Tennessean article: John Morgan testifies against Haslam’s college plan

Gov. Bill Haslam’s plan to overhaul Tennessee’s public college system easily cleared another legislative hurdle Tuesday, despite strong words from one of its harshest critics.
The bill won the support of the House Education Administration & Planning Committee on Tuesday after more than an hour of debate spurred on by the testimony of John Morgan, the former chancellor of the Tennessee Board of Regents college system.
Morgan has been outspoken in his critiques of Haslam’s plan, which would create independent governing boards for six universities overseen by the Board of Regents. Morgan resigned in January because he thought the plan was “unworkable,” and on Tuesday he elaborated on his problems with the bill.
Morgan called the move a “mistake” that would amp up competition between colleges that had been partners under the Board of Regents system. He said that competition would ultimately weaken colleges such as Tennessee State and Tennessee Tech universities.

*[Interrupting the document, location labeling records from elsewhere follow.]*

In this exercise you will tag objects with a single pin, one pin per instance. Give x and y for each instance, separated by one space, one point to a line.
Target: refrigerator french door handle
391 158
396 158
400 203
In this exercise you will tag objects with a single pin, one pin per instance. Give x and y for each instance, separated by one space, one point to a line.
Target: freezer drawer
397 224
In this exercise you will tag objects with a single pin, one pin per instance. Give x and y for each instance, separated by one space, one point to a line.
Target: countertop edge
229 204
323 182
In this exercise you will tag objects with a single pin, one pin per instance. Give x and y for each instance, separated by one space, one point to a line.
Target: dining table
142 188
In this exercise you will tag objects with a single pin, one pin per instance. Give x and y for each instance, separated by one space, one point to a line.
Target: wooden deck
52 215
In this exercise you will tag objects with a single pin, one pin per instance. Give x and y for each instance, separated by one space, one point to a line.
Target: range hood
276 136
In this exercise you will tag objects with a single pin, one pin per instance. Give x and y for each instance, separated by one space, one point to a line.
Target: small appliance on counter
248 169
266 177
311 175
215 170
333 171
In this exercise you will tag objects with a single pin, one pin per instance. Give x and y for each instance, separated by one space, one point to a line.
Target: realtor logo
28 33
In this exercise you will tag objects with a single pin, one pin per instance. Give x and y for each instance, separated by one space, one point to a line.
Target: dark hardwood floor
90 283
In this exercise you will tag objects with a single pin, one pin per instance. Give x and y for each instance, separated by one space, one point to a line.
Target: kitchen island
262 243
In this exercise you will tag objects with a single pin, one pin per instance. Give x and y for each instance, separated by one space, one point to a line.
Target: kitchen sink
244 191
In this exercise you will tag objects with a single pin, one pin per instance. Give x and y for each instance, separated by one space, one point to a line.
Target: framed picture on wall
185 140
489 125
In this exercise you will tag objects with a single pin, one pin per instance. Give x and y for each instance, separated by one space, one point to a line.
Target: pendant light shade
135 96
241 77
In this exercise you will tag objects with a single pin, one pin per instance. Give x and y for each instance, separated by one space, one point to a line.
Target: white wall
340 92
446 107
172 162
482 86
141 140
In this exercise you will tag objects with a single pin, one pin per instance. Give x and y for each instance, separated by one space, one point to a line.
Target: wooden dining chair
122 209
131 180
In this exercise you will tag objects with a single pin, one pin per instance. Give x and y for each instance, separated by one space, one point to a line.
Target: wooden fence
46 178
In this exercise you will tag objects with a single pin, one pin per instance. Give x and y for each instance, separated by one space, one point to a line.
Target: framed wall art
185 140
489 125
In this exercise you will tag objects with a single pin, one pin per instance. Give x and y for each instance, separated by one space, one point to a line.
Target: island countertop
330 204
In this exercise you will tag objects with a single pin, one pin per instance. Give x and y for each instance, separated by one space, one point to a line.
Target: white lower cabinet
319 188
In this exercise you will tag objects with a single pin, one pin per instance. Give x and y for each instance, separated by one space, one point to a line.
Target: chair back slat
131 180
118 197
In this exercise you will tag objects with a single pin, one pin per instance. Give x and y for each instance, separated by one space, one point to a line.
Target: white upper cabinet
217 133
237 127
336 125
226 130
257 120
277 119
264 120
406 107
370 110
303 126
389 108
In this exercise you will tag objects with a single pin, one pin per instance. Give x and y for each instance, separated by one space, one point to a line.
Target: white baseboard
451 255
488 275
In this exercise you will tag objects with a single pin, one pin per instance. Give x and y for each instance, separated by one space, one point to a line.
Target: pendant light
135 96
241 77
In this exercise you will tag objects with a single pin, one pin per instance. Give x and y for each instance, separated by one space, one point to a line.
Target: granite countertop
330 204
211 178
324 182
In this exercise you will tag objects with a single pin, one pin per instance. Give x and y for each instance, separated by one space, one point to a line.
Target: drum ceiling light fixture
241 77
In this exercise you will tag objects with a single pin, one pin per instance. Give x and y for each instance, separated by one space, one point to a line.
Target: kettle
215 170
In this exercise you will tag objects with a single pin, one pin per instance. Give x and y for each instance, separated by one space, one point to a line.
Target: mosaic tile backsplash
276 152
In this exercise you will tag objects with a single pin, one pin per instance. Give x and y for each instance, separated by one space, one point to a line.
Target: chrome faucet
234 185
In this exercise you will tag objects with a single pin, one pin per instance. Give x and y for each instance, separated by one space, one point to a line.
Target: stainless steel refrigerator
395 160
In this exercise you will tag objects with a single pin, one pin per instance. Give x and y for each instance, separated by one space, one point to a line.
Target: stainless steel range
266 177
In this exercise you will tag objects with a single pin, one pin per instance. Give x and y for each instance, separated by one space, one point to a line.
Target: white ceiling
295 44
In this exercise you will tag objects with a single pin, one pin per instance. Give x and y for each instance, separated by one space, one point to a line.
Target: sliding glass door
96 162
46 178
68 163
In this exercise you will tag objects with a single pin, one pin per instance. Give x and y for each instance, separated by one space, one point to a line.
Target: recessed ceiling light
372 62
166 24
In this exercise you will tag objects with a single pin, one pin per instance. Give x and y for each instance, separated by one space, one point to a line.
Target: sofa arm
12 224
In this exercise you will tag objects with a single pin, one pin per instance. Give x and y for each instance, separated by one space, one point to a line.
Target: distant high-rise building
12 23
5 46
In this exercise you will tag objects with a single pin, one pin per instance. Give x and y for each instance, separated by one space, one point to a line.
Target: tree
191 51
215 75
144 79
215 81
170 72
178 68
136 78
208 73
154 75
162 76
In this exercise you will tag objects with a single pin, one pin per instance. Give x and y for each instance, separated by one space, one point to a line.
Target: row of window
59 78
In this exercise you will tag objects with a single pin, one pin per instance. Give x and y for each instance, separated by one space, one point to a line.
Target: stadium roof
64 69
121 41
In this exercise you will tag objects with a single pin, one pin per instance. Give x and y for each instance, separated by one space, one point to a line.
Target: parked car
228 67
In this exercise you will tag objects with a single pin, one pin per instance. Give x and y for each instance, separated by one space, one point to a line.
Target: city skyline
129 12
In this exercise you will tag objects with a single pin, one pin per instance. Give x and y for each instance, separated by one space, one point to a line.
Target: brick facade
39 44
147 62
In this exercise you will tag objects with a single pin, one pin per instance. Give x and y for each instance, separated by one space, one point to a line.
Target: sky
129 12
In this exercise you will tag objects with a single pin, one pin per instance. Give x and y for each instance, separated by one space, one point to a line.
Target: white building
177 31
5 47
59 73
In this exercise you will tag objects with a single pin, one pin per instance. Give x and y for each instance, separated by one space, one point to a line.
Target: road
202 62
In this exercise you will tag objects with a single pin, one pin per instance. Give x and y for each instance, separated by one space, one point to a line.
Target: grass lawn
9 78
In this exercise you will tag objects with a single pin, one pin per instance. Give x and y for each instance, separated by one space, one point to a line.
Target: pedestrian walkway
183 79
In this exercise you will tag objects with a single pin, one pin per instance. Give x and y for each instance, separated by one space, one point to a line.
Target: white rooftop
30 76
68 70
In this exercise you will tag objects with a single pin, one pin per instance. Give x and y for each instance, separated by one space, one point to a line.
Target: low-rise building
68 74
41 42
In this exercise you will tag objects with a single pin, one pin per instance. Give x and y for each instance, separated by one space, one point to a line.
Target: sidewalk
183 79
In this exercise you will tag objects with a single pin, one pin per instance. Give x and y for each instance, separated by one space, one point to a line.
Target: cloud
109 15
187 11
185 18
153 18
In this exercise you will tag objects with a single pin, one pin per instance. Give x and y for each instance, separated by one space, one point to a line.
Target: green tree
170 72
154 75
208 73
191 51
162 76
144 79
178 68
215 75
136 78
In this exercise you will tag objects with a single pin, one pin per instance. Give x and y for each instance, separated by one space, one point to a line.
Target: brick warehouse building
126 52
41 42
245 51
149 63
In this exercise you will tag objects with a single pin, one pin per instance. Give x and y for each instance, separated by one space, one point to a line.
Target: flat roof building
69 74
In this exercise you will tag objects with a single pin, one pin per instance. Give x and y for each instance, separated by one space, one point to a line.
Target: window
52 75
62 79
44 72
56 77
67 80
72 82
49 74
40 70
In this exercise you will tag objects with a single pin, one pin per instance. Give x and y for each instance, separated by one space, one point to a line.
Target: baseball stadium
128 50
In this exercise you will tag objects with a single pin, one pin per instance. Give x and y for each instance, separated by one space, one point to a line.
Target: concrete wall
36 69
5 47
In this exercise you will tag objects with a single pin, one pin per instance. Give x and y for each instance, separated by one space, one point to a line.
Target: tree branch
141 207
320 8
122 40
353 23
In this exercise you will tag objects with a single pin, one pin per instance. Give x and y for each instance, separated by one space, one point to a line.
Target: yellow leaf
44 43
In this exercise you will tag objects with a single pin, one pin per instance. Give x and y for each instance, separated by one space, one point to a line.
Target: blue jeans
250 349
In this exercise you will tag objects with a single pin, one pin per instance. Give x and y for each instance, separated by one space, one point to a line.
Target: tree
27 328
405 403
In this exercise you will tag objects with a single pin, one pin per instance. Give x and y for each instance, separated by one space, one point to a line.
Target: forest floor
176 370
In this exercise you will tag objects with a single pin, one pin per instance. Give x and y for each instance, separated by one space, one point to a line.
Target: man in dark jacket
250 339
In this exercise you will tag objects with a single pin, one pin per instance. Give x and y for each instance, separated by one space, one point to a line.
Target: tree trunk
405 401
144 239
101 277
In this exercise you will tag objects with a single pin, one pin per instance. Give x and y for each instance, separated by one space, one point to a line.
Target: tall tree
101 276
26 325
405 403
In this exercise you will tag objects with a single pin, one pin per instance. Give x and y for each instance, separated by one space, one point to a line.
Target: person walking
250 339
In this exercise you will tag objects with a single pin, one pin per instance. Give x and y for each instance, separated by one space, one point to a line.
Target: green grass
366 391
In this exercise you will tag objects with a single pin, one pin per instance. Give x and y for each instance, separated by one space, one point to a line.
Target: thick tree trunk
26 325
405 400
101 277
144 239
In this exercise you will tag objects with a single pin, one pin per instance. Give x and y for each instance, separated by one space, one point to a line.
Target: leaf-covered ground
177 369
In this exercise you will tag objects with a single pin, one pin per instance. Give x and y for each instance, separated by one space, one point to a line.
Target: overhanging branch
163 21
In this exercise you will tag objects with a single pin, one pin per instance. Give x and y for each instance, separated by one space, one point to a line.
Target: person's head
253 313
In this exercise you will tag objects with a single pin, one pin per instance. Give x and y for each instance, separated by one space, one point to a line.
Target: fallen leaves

“I don’t think this is a particularly good way of changing our higher education system in Tennessee,” Morgan told the lawmakers. He later added, “A generation from now, I think we’ll see a less effective higher education system than we have.”
The plan has broad support from Republican leadership in the General Assembly and several university presidents, but Rep. Craig Fitzhugh, D-Ripley, asked that the committee hear from Morgan before signing off on the bill. It appeared that Fitzhugh and Rep. Kevin Dunlap, D-Rock Island, were the only members of the 13-member House panel to vote against it on a voice vote.
Morgan might not have changed any minds, but his testimony did generate conversation between lawmakers and state officials, mostly concerning the likelihood that Haslam’s plan would generate corrosive competition between universities.
He has said that if those six universities, which include Middle Tennessee State, Tennessee State and Austin Peay State, had their own boards, they’d be more likely to fight statewide initiatives that might threaten their individual enrollment or other goals.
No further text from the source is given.